JOVM mainstay artists Crocodiles, comprised of primary members and best friends Brandon Welchez and Charles Rowell have an established reputation for scuzzy, swaggering, garage rock with a decidedly pop leaning sensibility throughout the course their five previously released and critically praised full-length albums. However, the band’s latest effort Dreamless found Welchez and Rowell going through a decided change in sonic direction and songwriting approach. The album’s first single “Telepathic Lover,” possesses a stripped down and atmospheric feel, as the band moved more towards piano and synth being primary instrumentation with guitars and pedal effects moved to the background, giving the material a spectral and uneasy feel — and yet, they managed to retain their shuffling pop sensibility and swaggering badassery.
“We’ve always been a guitar band and I think we just wanted to challenge ourselves and our aesthetic,” Crocodiles’ Brandon Welchez explained in press notes. “It didn’t start as a conscious decision but within the first week Charlie’s mantra became ‘fuck guitars.’ Only one song has zero guitar but in general we tried to find alternatives to fill that space.” And much like its its predecessor, Boys, the band’s latest effort was recorded in the band’s adopted hometown Mexico City and was recorded and produced with friend, occasional bandmate and producer Martin Thulin, who’s also known for collaborating with Anika in her new project Exploded View. As the story goes, during the recording recording sessions Welchez, Rowell and Thulin shared instrumental duties with Welchez and Rowell handling most of the guitar and bass work, Thulin handling piano and synths and Thulin and Welchez splitting the live drum work.

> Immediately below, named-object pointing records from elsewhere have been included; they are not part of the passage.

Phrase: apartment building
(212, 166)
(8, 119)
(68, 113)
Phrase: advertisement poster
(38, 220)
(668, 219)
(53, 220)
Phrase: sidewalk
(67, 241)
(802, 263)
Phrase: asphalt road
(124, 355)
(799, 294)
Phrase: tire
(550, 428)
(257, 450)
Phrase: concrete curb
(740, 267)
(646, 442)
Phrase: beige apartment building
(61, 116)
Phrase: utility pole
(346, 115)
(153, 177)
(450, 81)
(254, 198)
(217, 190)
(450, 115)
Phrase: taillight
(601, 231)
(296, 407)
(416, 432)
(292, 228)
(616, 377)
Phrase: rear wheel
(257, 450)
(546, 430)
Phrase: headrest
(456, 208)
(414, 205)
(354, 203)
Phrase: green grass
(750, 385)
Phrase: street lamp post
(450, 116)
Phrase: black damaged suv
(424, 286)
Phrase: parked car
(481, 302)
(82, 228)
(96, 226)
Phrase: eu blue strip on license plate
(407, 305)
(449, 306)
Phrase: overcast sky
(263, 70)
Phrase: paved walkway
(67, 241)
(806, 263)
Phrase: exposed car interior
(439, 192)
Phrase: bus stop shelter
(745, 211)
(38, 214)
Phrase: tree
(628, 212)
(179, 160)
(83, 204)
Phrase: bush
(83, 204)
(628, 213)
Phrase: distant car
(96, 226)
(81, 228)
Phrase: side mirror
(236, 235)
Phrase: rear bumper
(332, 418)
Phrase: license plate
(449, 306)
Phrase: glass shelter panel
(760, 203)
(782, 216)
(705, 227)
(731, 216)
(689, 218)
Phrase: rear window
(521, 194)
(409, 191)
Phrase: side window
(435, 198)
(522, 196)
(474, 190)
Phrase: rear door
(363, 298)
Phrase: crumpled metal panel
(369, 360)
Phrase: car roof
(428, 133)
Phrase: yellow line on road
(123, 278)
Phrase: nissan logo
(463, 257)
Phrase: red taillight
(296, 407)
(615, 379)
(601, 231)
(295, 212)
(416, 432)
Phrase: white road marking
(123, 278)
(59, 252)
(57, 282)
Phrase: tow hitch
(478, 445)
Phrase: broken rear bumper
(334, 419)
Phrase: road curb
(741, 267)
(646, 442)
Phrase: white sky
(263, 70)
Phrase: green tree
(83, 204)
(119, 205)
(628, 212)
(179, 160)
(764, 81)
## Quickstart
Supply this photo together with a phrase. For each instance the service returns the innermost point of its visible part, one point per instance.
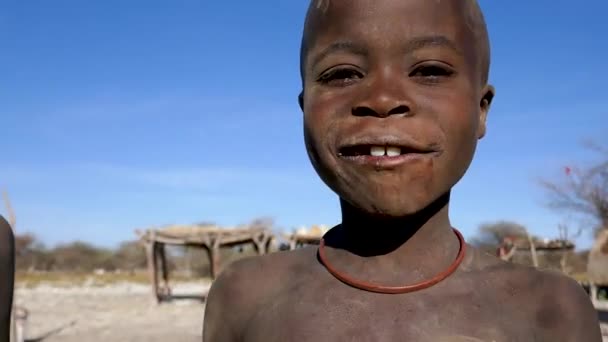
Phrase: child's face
(396, 72)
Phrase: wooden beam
(165, 290)
(152, 271)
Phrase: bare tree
(583, 190)
(491, 235)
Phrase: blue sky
(119, 115)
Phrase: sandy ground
(120, 312)
(123, 312)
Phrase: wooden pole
(166, 290)
(151, 257)
(214, 256)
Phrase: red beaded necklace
(394, 289)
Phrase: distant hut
(542, 253)
(597, 266)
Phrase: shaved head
(469, 10)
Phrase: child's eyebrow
(339, 46)
(411, 46)
(429, 41)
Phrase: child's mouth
(375, 151)
(382, 156)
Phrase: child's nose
(382, 97)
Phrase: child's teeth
(393, 151)
(377, 151)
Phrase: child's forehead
(460, 20)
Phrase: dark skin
(411, 73)
(7, 276)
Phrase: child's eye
(340, 77)
(431, 72)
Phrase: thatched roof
(201, 234)
(597, 267)
(523, 243)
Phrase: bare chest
(352, 316)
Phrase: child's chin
(392, 208)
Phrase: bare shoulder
(7, 269)
(244, 285)
(556, 305)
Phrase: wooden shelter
(549, 254)
(304, 236)
(208, 237)
(597, 267)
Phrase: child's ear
(484, 107)
(301, 100)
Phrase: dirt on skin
(118, 312)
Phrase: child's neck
(411, 248)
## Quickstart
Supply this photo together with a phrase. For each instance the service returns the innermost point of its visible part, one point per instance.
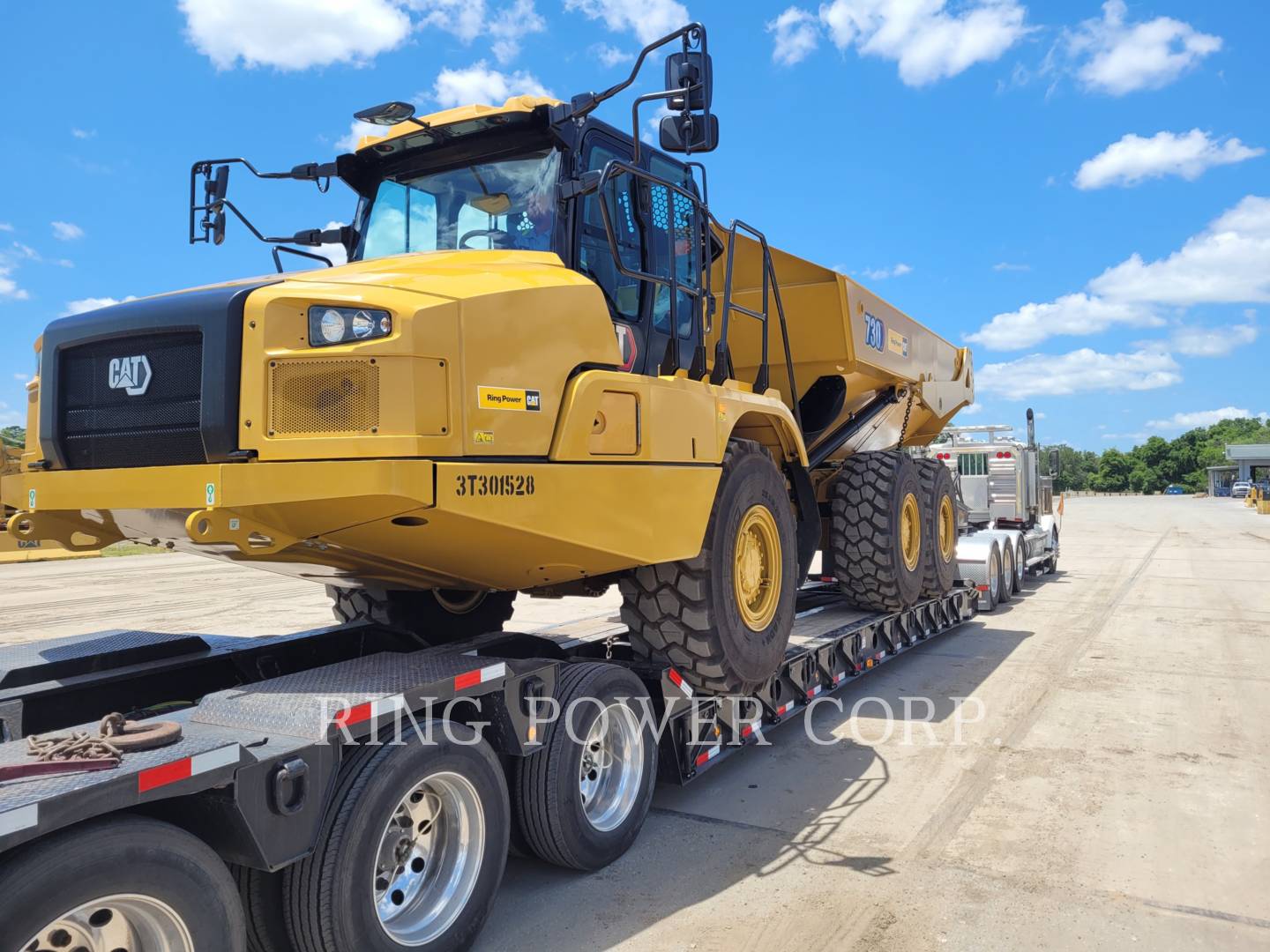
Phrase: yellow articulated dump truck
(545, 367)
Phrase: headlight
(338, 325)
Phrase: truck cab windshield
(503, 204)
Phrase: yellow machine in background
(542, 369)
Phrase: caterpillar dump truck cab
(545, 367)
(1009, 522)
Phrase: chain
(79, 746)
(903, 428)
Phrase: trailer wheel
(938, 562)
(990, 597)
(877, 531)
(412, 850)
(1007, 571)
(436, 616)
(121, 882)
(583, 799)
(723, 617)
(265, 909)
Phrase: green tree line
(1159, 462)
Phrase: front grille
(323, 397)
(103, 427)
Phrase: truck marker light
(677, 680)
(481, 675)
(187, 767)
(707, 755)
(22, 818)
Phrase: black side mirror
(691, 69)
(216, 187)
(385, 113)
(690, 133)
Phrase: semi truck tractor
(1007, 524)
(545, 367)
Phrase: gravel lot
(1116, 792)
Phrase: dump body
(848, 344)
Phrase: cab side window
(594, 257)
(680, 251)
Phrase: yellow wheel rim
(911, 531)
(756, 568)
(947, 530)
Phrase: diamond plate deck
(303, 704)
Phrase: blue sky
(1080, 190)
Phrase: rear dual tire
(435, 616)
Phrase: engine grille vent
(309, 398)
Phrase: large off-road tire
(582, 800)
(938, 547)
(875, 533)
(436, 616)
(89, 882)
(723, 619)
(410, 852)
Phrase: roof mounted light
(386, 113)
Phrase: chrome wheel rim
(429, 859)
(123, 922)
(611, 767)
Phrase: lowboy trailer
(272, 824)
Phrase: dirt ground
(1116, 792)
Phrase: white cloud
(897, 271)
(1226, 263)
(929, 42)
(92, 303)
(294, 34)
(1070, 315)
(1134, 159)
(481, 84)
(1123, 57)
(796, 36)
(1079, 372)
(1212, 342)
(469, 19)
(646, 19)
(355, 131)
(1199, 418)
(609, 55)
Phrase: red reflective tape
(354, 715)
(467, 681)
(163, 775)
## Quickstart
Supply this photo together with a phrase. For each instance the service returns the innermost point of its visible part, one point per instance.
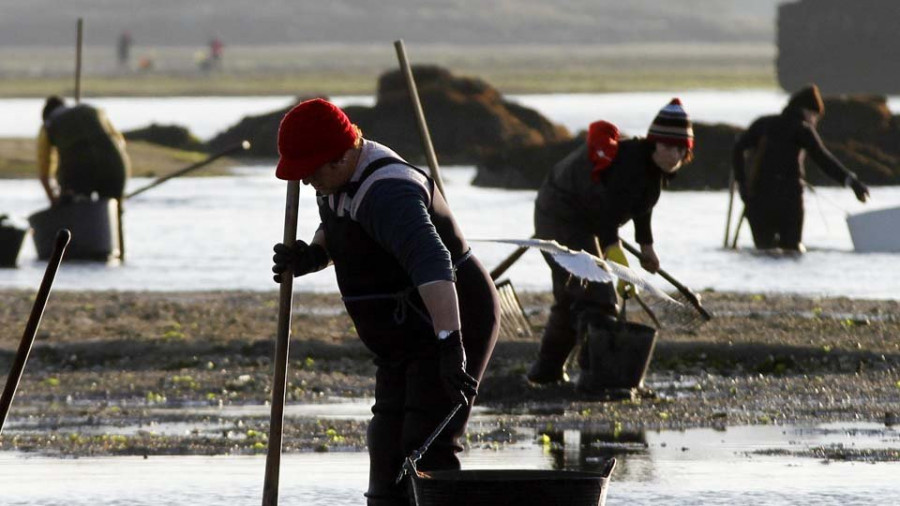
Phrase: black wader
(393, 323)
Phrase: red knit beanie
(672, 126)
(310, 135)
(603, 145)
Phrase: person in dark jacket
(420, 300)
(585, 199)
(772, 186)
(80, 153)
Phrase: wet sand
(109, 370)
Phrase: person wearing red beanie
(772, 186)
(585, 198)
(419, 299)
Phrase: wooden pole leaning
(503, 266)
(282, 352)
(240, 146)
(420, 117)
(78, 43)
(34, 321)
(687, 292)
(737, 228)
(731, 183)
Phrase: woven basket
(519, 487)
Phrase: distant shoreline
(349, 69)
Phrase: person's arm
(396, 215)
(746, 140)
(826, 161)
(643, 234)
(118, 139)
(301, 258)
(46, 164)
(812, 143)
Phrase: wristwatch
(444, 334)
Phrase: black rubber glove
(457, 382)
(861, 190)
(742, 191)
(301, 258)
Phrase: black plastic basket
(519, 487)
(618, 359)
(11, 239)
(94, 226)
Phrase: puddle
(691, 467)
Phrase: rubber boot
(594, 329)
(556, 344)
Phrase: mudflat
(108, 368)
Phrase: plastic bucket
(11, 239)
(519, 487)
(618, 359)
(94, 227)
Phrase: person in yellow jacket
(80, 153)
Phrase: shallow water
(694, 467)
(217, 233)
(207, 116)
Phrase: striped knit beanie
(672, 126)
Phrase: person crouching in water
(420, 300)
(80, 153)
(772, 187)
(585, 199)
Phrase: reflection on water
(693, 467)
(169, 228)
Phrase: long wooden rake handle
(690, 295)
(34, 321)
(282, 352)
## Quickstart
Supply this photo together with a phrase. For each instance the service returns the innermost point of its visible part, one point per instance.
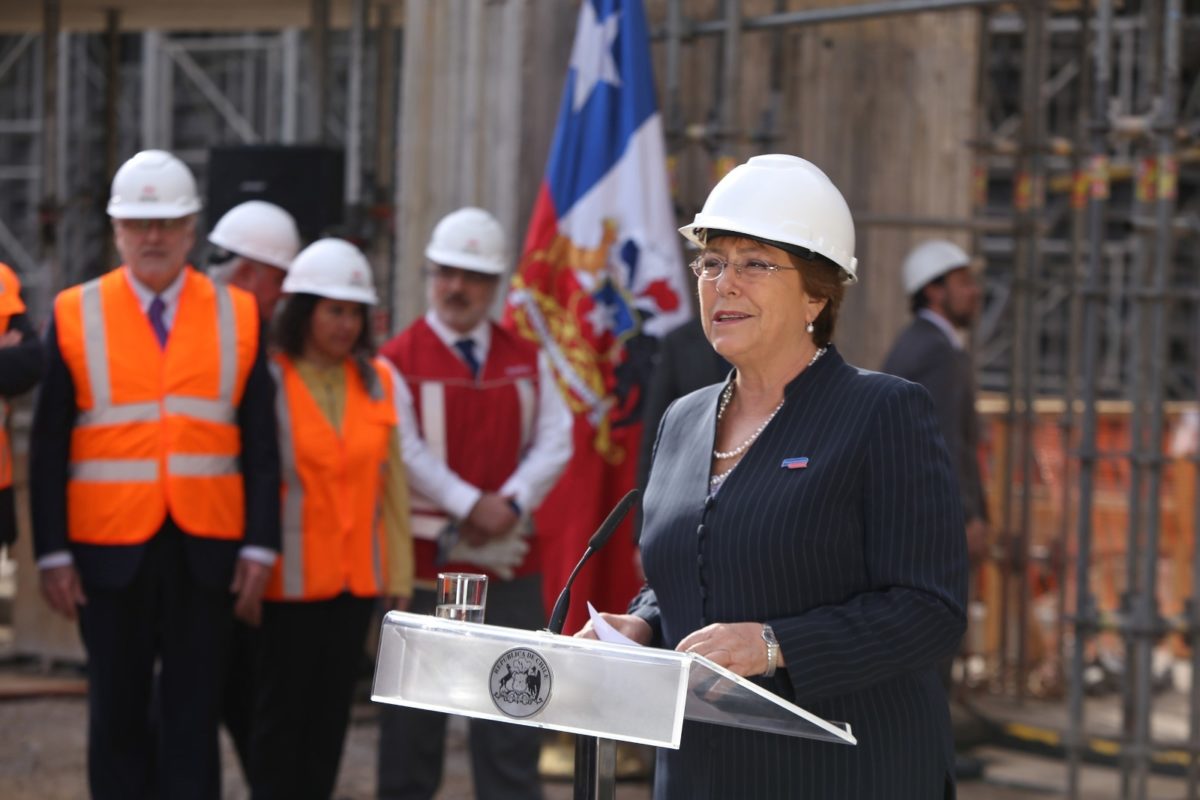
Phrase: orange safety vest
(156, 428)
(10, 306)
(333, 482)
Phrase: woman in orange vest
(346, 539)
(21, 366)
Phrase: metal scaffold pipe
(839, 14)
(1158, 307)
(1097, 204)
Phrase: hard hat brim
(366, 296)
(251, 253)
(696, 233)
(463, 262)
(151, 210)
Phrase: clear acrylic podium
(601, 692)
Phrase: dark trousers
(238, 704)
(162, 615)
(309, 656)
(503, 757)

Thematically speaking, the material on the album may arguably be the duo’s most personal, most bitter and fucked up work they’ve released to date — with the album’s title managing to work on both a deeply literal and metaphorical level. As the band’s primary lyricist explained in press notes ““I suffered insomnia throughout the whole session. I was literally dreamless. The past two years had been fraught with difficulty for us – relationship troubles, career woes, financial catastrophe, health issues. In that pessimistic mindset it was easy to feel as if the dream was over.” Dreamless’ latest single “Not Even In Your Dreams” is a jangling bubblegum pop-leaning bit of indie rock in which twinkling piano chords, strummed guitar and a propulsive rhythm section are paired with Welchez’s ironic, deadpan vocals singing lyrics describing the frayed nerves and boredom of the insomniac, whose inability to sleep will further fuel his inability to sleep, leaving his narrator with his running self-flaggelating thoughts of how his life and his career have been a momentous and laughable failure. And in some way it captures both the ghosts the linger in your life and the endless battle against your own crushing self-doubts.
The recently released music video will further cement the band’s reputation for pairing their sound with decidedly lo-fi, grainy videos, and in this case the video is comprised of brief footage of the band performing and goofing off both before and after shows and old movies — and despite its purposely shitty quality, it’s a revealing look into the band, their individual personalities and in a small way, the life of an indie musician.